Tuesday, December 16, 2008

lets talk about love

Sunday was Campus Valentine's Day. I saw one of my students at the checkout line at the grocery store. Her basket was full of snacks. She explained she had no boyfriend, and that she was going to spend the day with her roommates eating snacks until they popped because they didn't have boyfriends to share Campus Valentine's Day with. It sounds too familiar to me. Who likes Valentine's Day anyway?

So this week's topic question was: LOVE

As soon as I wrote it on the board I got a ear full of giggles from my girl students (goosettes) as Ned calls them because they giggle and bob their heads when they're around me.
My questions included:

Do we have the freedom to love who we wish?

Is true love forever?

Does love equal marriage? and vice versa

Do homosexuals have the freedom to love?

What about teenagers?

Do you fall in love for marriage? or do you fall in love to fall in love?

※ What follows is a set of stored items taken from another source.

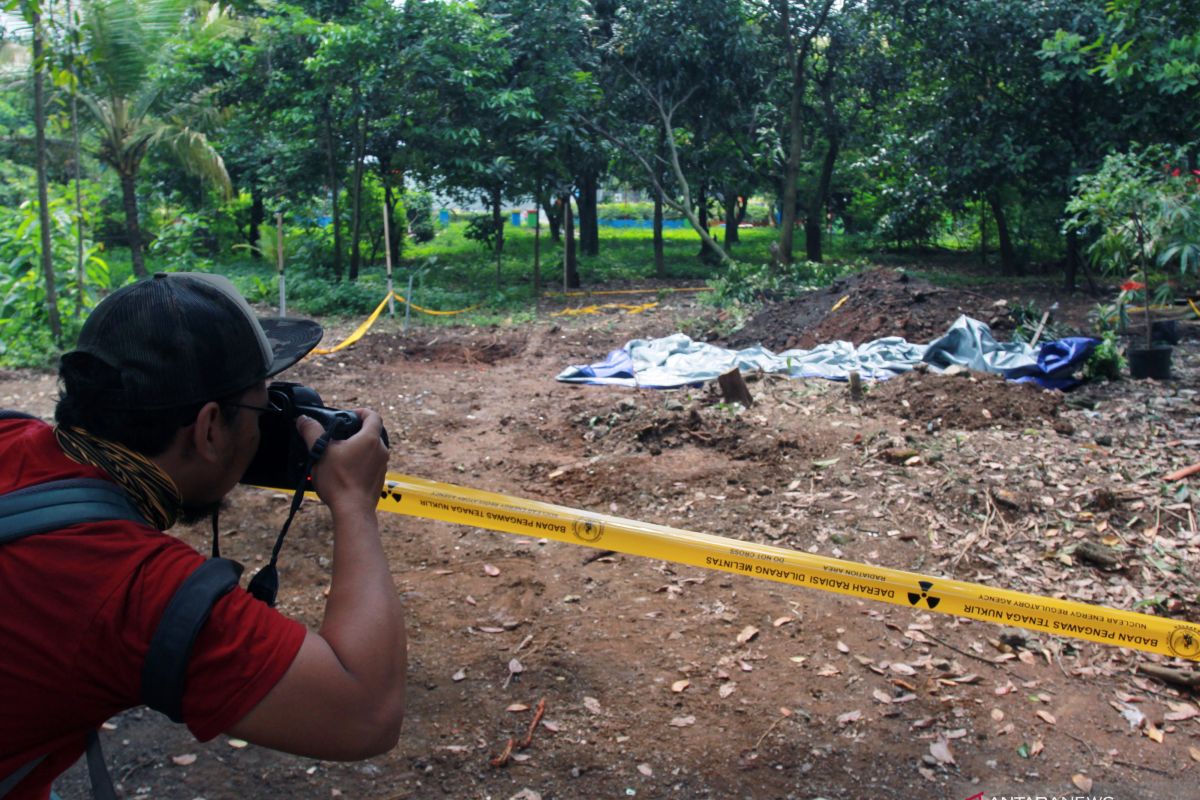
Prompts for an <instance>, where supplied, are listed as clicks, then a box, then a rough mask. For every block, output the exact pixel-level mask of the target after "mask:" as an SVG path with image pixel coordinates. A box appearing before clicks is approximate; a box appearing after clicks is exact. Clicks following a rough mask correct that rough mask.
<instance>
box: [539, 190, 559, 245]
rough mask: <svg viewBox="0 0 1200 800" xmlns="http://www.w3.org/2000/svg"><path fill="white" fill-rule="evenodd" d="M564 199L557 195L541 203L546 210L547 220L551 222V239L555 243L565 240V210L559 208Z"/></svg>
mask: <svg viewBox="0 0 1200 800" xmlns="http://www.w3.org/2000/svg"><path fill="white" fill-rule="evenodd" d="M562 201H563V198H560V197H557V198H553V200H551V199H550V198H547V199H546V200H544V201H542V203H541V207H542V209H545V210H546V222H547V223H548V224H550V239H551V241H553V242H554V243H558V242H560V241H563V212H562V209H559V204H560V203H562Z"/></svg>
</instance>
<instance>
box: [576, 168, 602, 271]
mask: <svg viewBox="0 0 1200 800" xmlns="http://www.w3.org/2000/svg"><path fill="white" fill-rule="evenodd" d="M599 182H600V181H599V176H598V175H596V174H595V172H593V170H588V172H586V173H583V175H582V176H581V178H580V200H578V203H580V249H581V251H582V253H583V254H584V255H599V254H600V221H599V203H598V200H596V194H598V191H599V187H598V184H599Z"/></svg>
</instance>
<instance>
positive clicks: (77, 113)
mask: <svg viewBox="0 0 1200 800" xmlns="http://www.w3.org/2000/svg"><path fill="white" fill-rule="evenodd" d="M67 25H70V26H71V50H70V53H71V74H72V77H73V78H74V80H73V82H72V84H71V154H72V161H73V162H74V163H73V166H72V178H73V184H74V196H76V294H77V302H76V305H74V309H73V314H74V317H77V318H78V317H79V315H80V314H82V313H83V306H84V299H85V296H86V291H85V289H84V287H85V284H86V281H85V277H86V270H84V266H83V191H82V188H80V185H82V184H83V174H82V173H83V148H82V145H80V143H79V70H78V61H77V60H76V59H77V58H78V47H79V26H78V25H77V24H76V18H74V13H73V12H72V11H71V0H67Z"/></svg>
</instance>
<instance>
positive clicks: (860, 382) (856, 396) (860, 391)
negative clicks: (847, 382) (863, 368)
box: [850, 369, 863, 401]
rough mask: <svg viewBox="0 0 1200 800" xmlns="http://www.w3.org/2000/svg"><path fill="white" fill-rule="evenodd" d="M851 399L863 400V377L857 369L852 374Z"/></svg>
mask: <svg viewBox="0 0 1200 800" xmlns="http://www.w3.org/2000/svg"><path fill="white" fill-rule="evenodd" d="M850 399H856V401H858V399H863V377H862V375H859V374H858V371H857V369H851V372H850Z"/></svg>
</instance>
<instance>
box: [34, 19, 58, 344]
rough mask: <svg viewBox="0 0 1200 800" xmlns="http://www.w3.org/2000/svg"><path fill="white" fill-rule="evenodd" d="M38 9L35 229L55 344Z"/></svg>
mask: <svg viewBox="0 0 1200 800" xmlns="http://www.w3.org/2000/svg"><path fill="white" fill-rule="evenodd" d="M41 17H42V16H41V12H38V11H36V10H34V11H32V13H31V14H30V22H31V23H32V28H34V138H35V154H36V155H35V161H36V164H35V168H36V172H37V233H38V237H40V240H41V246H42V252H41V260H42V278H43V279H44V282H46V318H47V321H49V324H50V335H52V336H53V337H54V342H55V344H61V343H62V320H61V319H59V290H58V285H56V282H55V276H54V252H53V251H52V248H50V193H49V187H48V185H47V178H46V58H44V54H43V42H42V19H41Z"/></svg>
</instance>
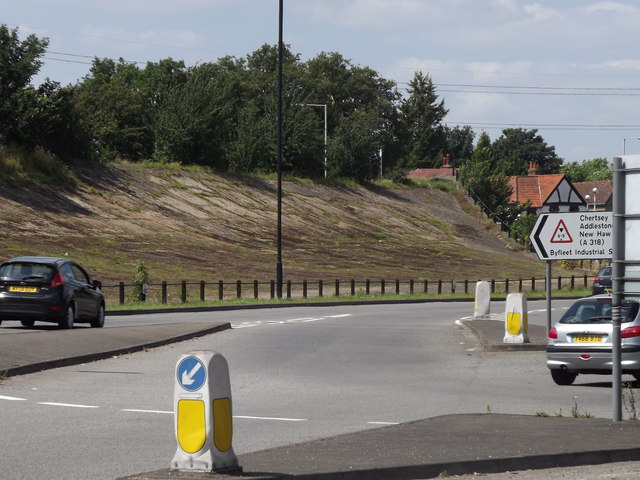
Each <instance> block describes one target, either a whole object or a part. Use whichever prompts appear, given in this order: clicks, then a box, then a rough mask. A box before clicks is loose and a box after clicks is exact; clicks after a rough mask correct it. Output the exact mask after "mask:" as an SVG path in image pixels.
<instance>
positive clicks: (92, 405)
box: [38, 402, 100, 408]
mask: <svg viewBox="0 0 640 480" xmlns="http://www.w3.org/2000/svg"><path fill="white" fill-rule="evenodd" d="M38 405H49V406H52V407H72V408H100V407H98V406H96V405H76V404H74V403H55V402H38Z"/></svg>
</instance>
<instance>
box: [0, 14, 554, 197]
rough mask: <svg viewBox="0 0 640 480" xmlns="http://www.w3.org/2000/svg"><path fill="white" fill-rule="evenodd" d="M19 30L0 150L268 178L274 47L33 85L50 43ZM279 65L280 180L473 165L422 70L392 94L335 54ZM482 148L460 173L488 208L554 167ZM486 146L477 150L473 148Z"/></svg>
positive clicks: (92, 71) (5, 54)
mask: <svg viewBox="0 0 640 480" xmlns="http://www.w3.org/2000/svg"><path fill="white" fill-rule="evenodd" d="M17 33H18V32H17V29H16V30H11V31H10V30H9V29H8V28H7V27H6V26H5V25H0V72H2V75H0V143H3V144H5V145H6V144H15V145H18V146H21V147H23V148H25V149H27V150H34V149H36V148H37V147H39V148H41V149H43V150H44V151H46V152H49V153H51V154H53V155H55V156H57V157H58V158H60V159H63V160H65V161H70V160H74V161H88V160H93V159H100V160H107V161H108V160H113V159H121V160H128V161H134V162H144V161H147V160H150V159H153V160H156V161H160V162H166V163H172V162H175V163H178V164H181V165H203V166H207V167H211V168H213V169H216V170H223V171H224V170H231V171H233V172H238V173H242V172H247V173H270V172H273V171H275V170H276V165H277V153H278V145H277V139H276V124H277V116H278V108H277V98H276V91H277V89H276V87H277V75H276V73H277V63H278V62H277V59H278V49H277V47H276V46H275V45H266V44H265V45H262V46H261V47H260V48H258V49H257V50H256V51H255V52H252V53H250V54H249V55H247V56H246V57H245V58H240V59H237V58H234V57H223V58H220V59H218V61H217V62H212V63H203V64H200V65H198V66H195V67H191V68H187V67H185V64H184V62H182V61H179V60H173V59H171V58H168V59H163V60H160V61H158V62H155V63H154V62H149V63H147V65H146V66H145V67H144V68H139V67H138V66H137V65H135V64H131V63H127V62H125V61H124V60H123V59H119V60H117V61H114V60H111V59H100V58H95V59H94V61H93V63H92V66H91V68H90V71H89V73H88V75H87V76H85V77H84V78H83V79H82V80H81V81H80V82H78V83H77V84H76V85H74V86H68V87H64V88H61V87H60V85H59V84H57V83H56V82H53V81H49V80H47V81H46V82H45V83H44V84H43V85H41V86H40V87H37V88H36V87H33V86H31V85H29V82H30V80H31V78H32V77H33V75H35V74H36V73H37V72H38V70H39V68H40V66H41V63H42V62H41V60H40V57H42V55H44V53H45V51H46V48H47V46H48V40H47V39H38V38H37V37H35V36H33V35H30V36H28V37H27V38H26V39H25V40H23V41H21V40H20V39H19V38H18V34H17ZM283 69H284V72H283V73H284V74H283V112H282V113H283V118H282V120H283V145H282V153H283V154H282V164H281V166H282V169H283V173H285V174H287V175H296V176H305V177H311V178H322V177H323V176H324V172H325V158H328V160H329V165H327V172H328V174H329V175H330V176H331V177H332V178H334V179H335V178H344V179H350V180H355V181H358V182H363V181H365V182H366V181H370V180H372V179H373V178H377V177H378V176H381V175H380V172H381V171H382V174H383V175H382V176H383V177H386V178H391V179H394V180H396V181H400V180H402V178H403V177H404V176H405V174H406V172H407V171H409V170H410V169H412V168H415V167H418V166H423V167H429V166H439V165H440V162H441V159H442V157H443V155H445V154H451V155H452V158H453V162H454V165H455V166H457V167H460V166H466V165H467V164H468V163H475V162H474V161H473V159H472V156H473V151H474V150H473V140H474V136H475V134H474V132H473V130H472V129H471V127H469V126H464V127H454V128H448V127H446V126H445V125H443V121H444V118H445V117H446V115H447V113H448V111H447V109H446V108H445V105H444V100H443V99H440V98H439V96H438V95H437V92H436V88H435V86H434V84H433V82H432V80H431V77H430V75H429V74H424V73H422V72H416V73H415V75H414V77H413V79H412V81H411V82H410V84H409V88H408V95H407V96H406V97H405V98H403V97H402V95H401V94H400V92H399V91H398V89H397V85H396V84H395V82H394V81H392V80H388V79H385V78H383V77H381V76H380V75H379V74H378V73H377V72H376V71H374V70H373V69H371V68H369V67H361V66H358V65H353V64H352V63H351V62H350V61H349V60H348V59H345V58H344V57H343V56H342V55H341V54H339V53H336V52H330V53H326V52H322V53H320V54H319V55H318V56H316V57H315V58H312V59H310V60H308V61H306V62H302V61H301V60H300V55H299V54H295V53H293V52H291V50H290V48H289V47H285V48H284V58H283ZM325 112H326V121H325ZM325 129H326V132H327V136H328V142H325V138H324V132H325ZM487 138H488V137H487ZM481 140H482V138H481ZM326 144H327V145H328V148H325V145H326ZM486 146H487V147H492V149H493V150H492V155H493V160H492V165H491V166H490V168H489V166H488V165H483V166H482V168H480V169H479V167H478V166H477V165H476V166H473V167H470V170H469V171H470V172H474V171H478V169H479V170H481V171H484V172H485V173H486V176H488V177H491V178H492V179H491V180H487V181H486V182H485V183H493V185H492V186H493V187H495V188H497V192H496V193H495V194H494V197H496V198H495V199H491V198H486V199H485V198H483V201H484V202H485V203H486V204H487V205H493V206H496V205H499V199H500V198H501V197H503V196H504V188H503V187H504V186H503V185H502V181H501V180H499V177H501V176H503V175H509V174H518V173H523V171H526V168H527V166H528V161H529V160H535V161H539V162H540V164H541V165H542V167H543V169H544V171H545V172H550V171H557V168H558V166H559V165H560V164H561V163H562V160H561V159H558V158H557V157H556V156H555V153H554V151H553V147H548V146H547V145H546V144H545V143H544V141H543V140H542V138H541V137H540V136H537V135H536V131H535V130H532V131H525V130H522V129H507V130H504V131H503V136H502V137H501V138H499V139H498V140H496V142H494V144H493V145H491V144H490V143H489V145H486ZM484 147H485V145H484V143H482V141H480V142H478V147H476V150H482V149H483V148H484ZM381 151H382V162H381V161H380V152H381ZM472 176H475V173H474V174H473V175H472ZM472 176H471V177H472ZM471 177H470V176H469V175H468V176H467V180H469V179H470V178H471ZM492 186H490V185H485V187H486V188H485V190H486V191H487V192H489V191H490V190H491V188H492ZM476 187H478V188H479V186H478V185H476V186H475V187H474V189H475V188H476Z"/></svg>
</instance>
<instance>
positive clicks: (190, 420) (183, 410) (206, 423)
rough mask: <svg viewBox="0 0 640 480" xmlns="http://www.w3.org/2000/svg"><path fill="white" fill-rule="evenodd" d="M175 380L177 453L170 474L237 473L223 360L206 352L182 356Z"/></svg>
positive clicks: (225, 364)
mask: <svg viewBox="0 0 640 480" xmlns="http://www.w3.org/2000/svg"><path fill="white" fill-rule="evenodd" d="M175 379H176V383H175V389H174V397H173V398H174V405H175V415H174V419H175V435H176V440H177V441H178V449H177V452H176V454H175V456H174V457H173V460H172V461H171V470H179V471H191V472H196V471H197V472H228V471H237V470H241V468H240V467H239V466H238V459H237V458H236V455H235V453H234V452H233V447H232V445H231V442H232V437H233V416H232V408H231V386H230V382H229V366H228V364H227V361H226V360H225V358H224V357H223V356H222V355H220V354H219V353H214V352H209V351H196V352H191V353H187V354H184V355H182V356H181V357H180V358H179V360H178V363H177V366H176V377H175Z"/></svg>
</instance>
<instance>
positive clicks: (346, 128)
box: [328, 110, 379, 182]
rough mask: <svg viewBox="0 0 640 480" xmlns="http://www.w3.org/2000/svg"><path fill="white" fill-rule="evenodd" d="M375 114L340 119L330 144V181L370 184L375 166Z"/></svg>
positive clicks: (355, 112) (375, 117)
mask: <svg viewBox="0 0 640 480" xmlns="http://www.w3.org/2000/svg"><path fill="white" fill-rule="evenodd" d="M378 122H379V118H378V116H377V114H375V113H372V112H367V111H364V110H359V111H356V112H354V113H353V114H352V115H349V116H348V117H342V118H341V119H340V123H339V124H338V127H337V128H336V132H335V135H334V137H333V138H332V139H331V141H330V142H329V151H328V174H329V177H331V178H341V177H342V178H351V179H354V180H356V181H359V182H367V181H370V180H371V179H372V178H373V177H374V172H375V167H376V166H377V165H378V141H377V130H378V126H379V124H378Z"/></svg>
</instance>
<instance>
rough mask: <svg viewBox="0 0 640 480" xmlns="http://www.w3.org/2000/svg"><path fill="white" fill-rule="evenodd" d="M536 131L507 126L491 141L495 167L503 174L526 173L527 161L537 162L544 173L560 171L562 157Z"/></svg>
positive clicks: (513, 174)
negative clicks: (507, 126) (497, 136)
mask: <svg viewBox="0 0 640 480" xmlns="http://www.w3.org/2000/svg"><path fill="white" fill-rule="evenodd" d="M537 132H538V130H536V129H533V130H524V129H522V128H507V129H504V130H503V131H502V135H501V136H500V138H498V139H497V140H496V141H495V142H493V152H494V155H495V160H496V164H497V168H498V169H499V171H500V172H501V173H502V174H503V175H506V176H515V175H517V176H521V175H526V174H527V170H528V169H529V162H535V163H537V164H538V165H539V166H540V168H541V169H542V172H543V173H545V174H549V173H558V172H559V171H560V167H561V166H562V162H563V160H562V158H560V157H558V156H557V155H556V152H555V147H553V146H550V145H547V143H546V142H545V141H544V139H543V138H542V137H541V136H540V135H538V134H537Z"/></svg>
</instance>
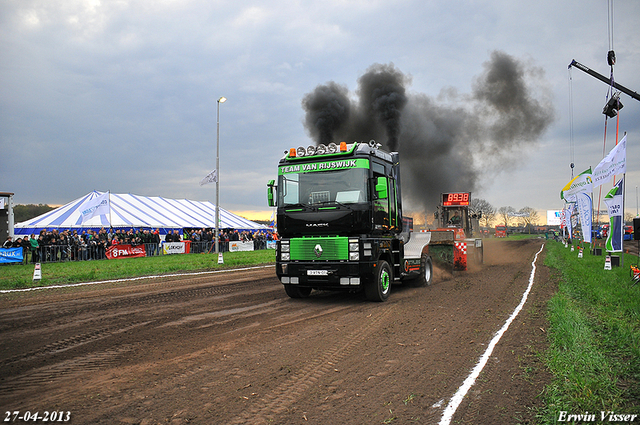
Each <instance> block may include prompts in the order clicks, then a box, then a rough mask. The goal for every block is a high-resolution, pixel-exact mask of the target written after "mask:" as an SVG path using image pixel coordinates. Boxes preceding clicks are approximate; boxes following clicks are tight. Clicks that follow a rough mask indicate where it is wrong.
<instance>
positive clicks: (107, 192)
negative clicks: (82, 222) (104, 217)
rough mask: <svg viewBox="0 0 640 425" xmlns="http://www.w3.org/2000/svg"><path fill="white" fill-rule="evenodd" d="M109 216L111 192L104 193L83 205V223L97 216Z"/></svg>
mask: <svg viewBox="0 0 640 425" xmlns="http://www.w3.org/2000/svg"><path fill="white" fill-rule="evenodd" d="M107 214H109V192H106V193H103V194H102V195H100V196H98V197H97V198H93V199H91V200H89V201H87V202H85V203H84V204H83V205H82V222H83V223H84V222H85V221H87V220H90V219H91V218H93V217H95V216H97V215H107Z"/></svg>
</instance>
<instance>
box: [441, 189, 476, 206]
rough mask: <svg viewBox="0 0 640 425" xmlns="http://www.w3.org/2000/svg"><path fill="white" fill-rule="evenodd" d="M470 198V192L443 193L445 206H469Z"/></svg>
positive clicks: (470, 193) (470, 195) (442, 203)
mask: <svg viewBox="0 0 640 425" xmlns="http://www.w3.org/2000/svg"><path fill="white" fill-rule="evenodd" d="M470 200H471V193H470V192H454V193H443V194H442V205H443V206H445V207H452V206H456V205H465V206H468V205H469V201H470Z"/></svg>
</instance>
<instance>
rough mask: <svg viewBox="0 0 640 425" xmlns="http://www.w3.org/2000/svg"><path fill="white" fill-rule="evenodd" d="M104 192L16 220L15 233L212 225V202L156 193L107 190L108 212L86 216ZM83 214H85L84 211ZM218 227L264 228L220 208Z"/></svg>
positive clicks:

Chinese are traditional, and most of the girls agreed their parents would have a say in who they married. The boys all said they would be the ones to choose a mate. About half of the female students said they would marry a man they didn't love if he was rich. There is no taboo around money in China. Everyone openly admits they want to be rich, and that they admire people who have money.

Some people said homosexuality was not love. Why? I asked. Because it is illegal in China, they answered. But it is legal in other countries, and don't you think it exists anyway? Is the law always right? I said. Some said love between two men or two women was OK, and some argued that it was horrible. I was very happy when students got the ball rolling and were arguing with one another. Many of my Chinese students believe they shouldn't have the freedom to date in college because their main focus in studying. The Mongolians are more free spirited, and most of them have boyfriends or girlfriends. They don't see anything wrong with dating in college.


One bold student asked me: What do you think Amanda? Suppose someone fell in love with you in China. What would you do?

way to put me on the spot!


I explained that I've made a commitment to Ned. I told them I've fallen in love with many people, and that I will love many more people in my lifetime. I don't believe in forever love, I told them. I also believe that some people are destined to fall in love, but not be together, wheres others are together a long time.

The student countered, "But in China we say, 'if you look for forever love you will find forever love. If you don't look for forever love, you will not find it.'"

Several of my male students have openly voiced that they want girlfriends, and I find that surprising that they can't find girlfriends because the English department is 90% female. One male student told me, "Maybe I am not so handsome, but I try so hard, and I improve myself, but still no one loves me." He really is handsome, smart and funny. I don't know why he has trouble finding a girlfriend. He says it has to do with money. I guess so. Most Chinese girls are rather pragmatic for their age, and don't waste the time and energy of falling in love in college. Those boys though are lying in their cold dorm beds at night fantasizing of the day when they'll finally get their first kiss at the age of 32, when they've finished college secured a good job, and can support a woman.

It was satisfying for me, and also for my students to listen to everyone's distinct view of this thing we call love.

1 comment:

Unknown said...

my responses to the questions you posed, in order of their presentation.
yes. yes. no. yes.
yes, with variables.
and people fall in love to fall in love. marriage is a social and religious construct. love is not a construct. to truly love some one is something beyond your control. it is instinctual in human beings, and i would guess in all living things. to love some one is like basking in sunlight, or enjoying a breeze. it is nature. perhaps the highest nature. perhaps even nature's motive. but i am a romantic. and i am in love.

hope you're doing well.
regards from new mexico.
wes.
by the way, could you send/post a picture of a mongolian sunset, or even better, a sunrise?